Link Search Menu Expand Document

Artifacts and Infrastructure

Dragan Espenschied, 29 Jun 2021

For the preservation of artworks, Rhizome handles 4 types of digital artifacts: static files, Linux containers, layered disk images, and web archives. Each type requires infrastructure for management and reperformance. Rhizome only uses free/libre open source software for preservation purposes, and engages with communities maintaining them where effevtive.1

Static files

Static files are non-executables that have to be served over the network as-is, via the HTTP protocol family. Rhizome uses standard web servers for this.

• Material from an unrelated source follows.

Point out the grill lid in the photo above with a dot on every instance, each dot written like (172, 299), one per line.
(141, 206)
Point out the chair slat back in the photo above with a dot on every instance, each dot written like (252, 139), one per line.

Open source framework Standard web servers (Apache, nginx, …)
Fungibility Very high (there is hardly any performance difference between web servers that would be relevant to artistic integrity of an artwork; even serving from object storage is an option)
Stewards Multiple open source actors, commercial and non-profits2
Longevity Very solid, industry standard tools used on millions of servers
Risks Almost none

Web archives

Web archives are logs of interactions between a web client (typically a browser) and an arbitrary amount of web servers, stored in WARC format. Such a log can be created via a single session of a user manually browsing websites, via actions enacted by some sort of automation, via a “web crawl” in which a robot follows links according to a rule-set, and combinations thereof. From these logs, an access system can restage interactive websites. Rhizome uses the set of tools produced by the Webrecorder project to create and make accessible web archives, and to offer the free web archiving service Conifer.

Open source framework Webrecorder tools
Fungibility Medium (In principle, the creation of web archives and making them accessible is a well-understood process with many tools available. In practice, the Webrecorder toolkit offers advanced functions and tweaks for technically complex websites that would be very difficult to reproduce.)
Stewards Webrecorder LLC
Longevity Webrecorder tools are used by leading web archiving institutions; modular design of the toolset allows for targeted development and flexible implementation.
Risks Developer capacity (a small number of developers relative to the project’s usage)

Linux containers

Linux Containers are a core feature of the Linux kernel that allows running multiple, fully independent operating systems under a single kernel. A container can be optimized to run a single application and be built to just contain the dependencies this application requires (as common with Docker) or contain a full Linux operating system like Ubuntu, CentOS, Arch, etc. There are multiple frameworks available to manage Linux Containers, with different design goals. Rhizome uses LXC/LXD to preserve legacy servers.

Open source framework LXC/LXD
Fungibility Medium (in principle, Linux Containers can be run without any particular framework, or be moved into emulation)
Stewards Canonical
Longevity LXC/LXD is a core service offering from Canonical, the makers of Ubuntu Linux, with many full-time developers working on it, and a vibrant community.
Risks Low (strategy change at Canonical rather unlikely at this point); containers could be moved to another framework, or into emulation

Layered disk images

Layered disk images are bitstream copies of digital media, such as hard disks, SSDs, floppy disks, or CD-ROMs, in which changes to the media’s contents are tracked. For instance, a disk image might represent a snapshot of a full operating system where a file resides on the desktop. A preservationist might mount this disk image, delete the file on the desktop, and take a new snapshot. This would generate a new disk image “layer” which stores data representing the difference between the original disk image and its altered state. Ideally, the preservationist would annotate the layer, describing that the file on the desktop was deleted, and why. Creating disk image layers rather than creating a full version of the disk image every time a change is made creates a chain of proof of the modifications applied to an artifact, and easily allows returning to earlier versions.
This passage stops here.